Outside the scope of AD, a core concept in the field of nanomedicine is the protein corona, which refers to the spontaneous association of environmental proteins onto a nanoparticle in a biological milieu, driven by the necessity of reducing the nanoparticle’s surface energy. While the protein corona is generally considered a hindrance to the delivery and targeting of nanomedicines, the use of nanoparticles – versatile in size, morphology and surface chemistry and often effective in cell association and tissue permeation – has become an exciting new frontier against aberrant protein aggregation and their induced toxicity.
This current study is, in essence, a reinvention of the protein corona concept against the toxicity of Aβ in vivo. Here gold nanoparticles of 5 nm in diameter were synthesized and coated with a milk protein β casein, which is known to possess a chaperone-like capacity against protein misfolding. The protein-nanoparticle complex was administered to the heart of a larval or an adult zebrafish, and let circulate to reach and cross the blood brain barrier of the organism (Fig. 1), as confirmed by a range of microscopy and spectroscopy techniques. The fish brain had been pre-injected with the toxic Aβ to render AD-like symptoms, including elevated production of reactive oxygen species, dwindled swimming distance, reduced rotation frequency, and impaired cognitive function against an electrode-guarded chamber arena. In all cases, the casein-gold nanoparticle complex was effective in rescuing the fish from developing AD-like symptoms elicited by Aβ, as vindicated by neuronal dysfunction biomarkers and behaviour assays.

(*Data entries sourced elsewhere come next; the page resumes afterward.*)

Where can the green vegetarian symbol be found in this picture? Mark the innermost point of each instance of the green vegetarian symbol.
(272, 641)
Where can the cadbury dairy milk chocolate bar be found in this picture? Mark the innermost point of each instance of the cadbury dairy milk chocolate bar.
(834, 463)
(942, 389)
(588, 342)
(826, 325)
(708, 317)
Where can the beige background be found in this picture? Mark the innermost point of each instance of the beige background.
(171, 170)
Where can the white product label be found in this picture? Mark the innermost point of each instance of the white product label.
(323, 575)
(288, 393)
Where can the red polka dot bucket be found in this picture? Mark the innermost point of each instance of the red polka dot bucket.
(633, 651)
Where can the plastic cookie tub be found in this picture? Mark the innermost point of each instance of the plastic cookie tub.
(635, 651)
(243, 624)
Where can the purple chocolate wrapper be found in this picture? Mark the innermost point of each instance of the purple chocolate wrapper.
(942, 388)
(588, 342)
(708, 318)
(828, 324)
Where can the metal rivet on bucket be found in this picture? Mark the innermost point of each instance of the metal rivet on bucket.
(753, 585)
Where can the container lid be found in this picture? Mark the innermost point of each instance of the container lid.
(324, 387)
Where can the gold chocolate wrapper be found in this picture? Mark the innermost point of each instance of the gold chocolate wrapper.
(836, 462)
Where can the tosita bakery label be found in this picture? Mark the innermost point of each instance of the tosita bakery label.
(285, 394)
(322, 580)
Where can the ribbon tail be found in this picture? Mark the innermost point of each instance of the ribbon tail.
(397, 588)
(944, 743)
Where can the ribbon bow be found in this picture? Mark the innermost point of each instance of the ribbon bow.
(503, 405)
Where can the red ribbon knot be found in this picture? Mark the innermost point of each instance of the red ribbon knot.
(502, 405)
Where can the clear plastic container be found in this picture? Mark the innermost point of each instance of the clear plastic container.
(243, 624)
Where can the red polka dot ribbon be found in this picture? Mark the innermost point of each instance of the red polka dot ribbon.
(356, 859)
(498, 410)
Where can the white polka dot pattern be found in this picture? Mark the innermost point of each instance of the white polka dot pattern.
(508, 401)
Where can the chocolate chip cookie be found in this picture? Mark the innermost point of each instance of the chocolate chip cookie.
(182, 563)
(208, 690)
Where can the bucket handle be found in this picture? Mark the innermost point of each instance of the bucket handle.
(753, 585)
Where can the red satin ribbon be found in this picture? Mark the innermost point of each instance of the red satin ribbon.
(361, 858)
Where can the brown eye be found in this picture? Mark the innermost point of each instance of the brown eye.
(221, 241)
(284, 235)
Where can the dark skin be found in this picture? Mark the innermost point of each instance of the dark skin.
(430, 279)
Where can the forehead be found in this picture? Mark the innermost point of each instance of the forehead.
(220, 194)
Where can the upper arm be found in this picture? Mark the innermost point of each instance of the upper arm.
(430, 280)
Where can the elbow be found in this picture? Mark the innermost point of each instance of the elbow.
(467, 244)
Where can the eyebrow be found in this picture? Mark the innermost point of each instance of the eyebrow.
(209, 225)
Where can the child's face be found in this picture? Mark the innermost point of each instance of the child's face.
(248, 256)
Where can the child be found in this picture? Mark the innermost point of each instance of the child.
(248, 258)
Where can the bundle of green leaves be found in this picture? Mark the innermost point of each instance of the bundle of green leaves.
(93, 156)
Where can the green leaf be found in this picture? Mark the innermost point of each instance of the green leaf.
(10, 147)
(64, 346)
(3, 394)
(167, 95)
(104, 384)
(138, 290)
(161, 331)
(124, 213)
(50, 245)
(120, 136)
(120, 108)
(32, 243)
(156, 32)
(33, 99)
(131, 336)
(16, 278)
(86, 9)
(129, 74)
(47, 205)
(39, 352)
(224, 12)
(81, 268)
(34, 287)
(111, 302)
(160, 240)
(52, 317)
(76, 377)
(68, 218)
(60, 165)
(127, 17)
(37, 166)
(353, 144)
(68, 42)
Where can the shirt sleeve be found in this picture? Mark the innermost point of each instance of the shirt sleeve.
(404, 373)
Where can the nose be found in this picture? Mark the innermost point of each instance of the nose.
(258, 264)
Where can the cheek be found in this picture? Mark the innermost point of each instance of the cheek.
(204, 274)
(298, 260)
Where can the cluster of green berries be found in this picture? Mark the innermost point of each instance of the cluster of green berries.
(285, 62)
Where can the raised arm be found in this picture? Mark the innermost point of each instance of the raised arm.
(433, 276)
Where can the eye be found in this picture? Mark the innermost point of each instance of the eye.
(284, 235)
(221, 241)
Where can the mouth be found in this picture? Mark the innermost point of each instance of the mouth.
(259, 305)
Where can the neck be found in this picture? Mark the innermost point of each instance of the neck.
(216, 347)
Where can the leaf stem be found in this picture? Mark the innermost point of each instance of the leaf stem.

Fig. 1 Experimental scheme against the toxicity of Aβ in a zebrafish model, utilizing a gold nanoparticle-β casein protein corona.
Fundamentally, our new nanotechnology in mitigating AD-like symptoms owes its remarkable potency to the engineering of β casein-Aβ double protein coronae on a biocompatible and tissue-permeating gold nanoparticle. The basis of this protein coronae is sequestration of Aβ monomers or capping of Aβ elongation by the chaperone-like β casein, which consequently prevented the generation of toxic aggregation species of the peptide. In principle, this scheme may be applied also for the study of a range of neurological disorders as well as for the screening of their inhibitors. In addition to contributing to a major technological advancement, this research has validated zebrafish, especially adult zebrafish, as a high-throughput and economic alternative to the existing mouse models for AD research.
Our study was made possible through an international and interdisciplinary collaboration between the ARC Centre of Excellence in Convergent Bio-Nano Science and Technology, Monash University (nanomedicine, experimental biophysics, pharmaceutical science) in Australia, Tongji University (zebrafish model, toxicology) in China, and Clemson University (computational biophysics) in the United States.
Our Paper: I. Javed, G. Peng, Y. Xing, T. Yu, M. Zhao, A. Kakinen, A. Faridi, C. L. Parish, F. Ding, T. P. Davis, P. C. Ke and S. Lin, Inhibition of amyloid beta toxicity in zebrafish with a chaperone-gold nanoparticle dual strategy. Nat. Comm. 10, 3780, 2019.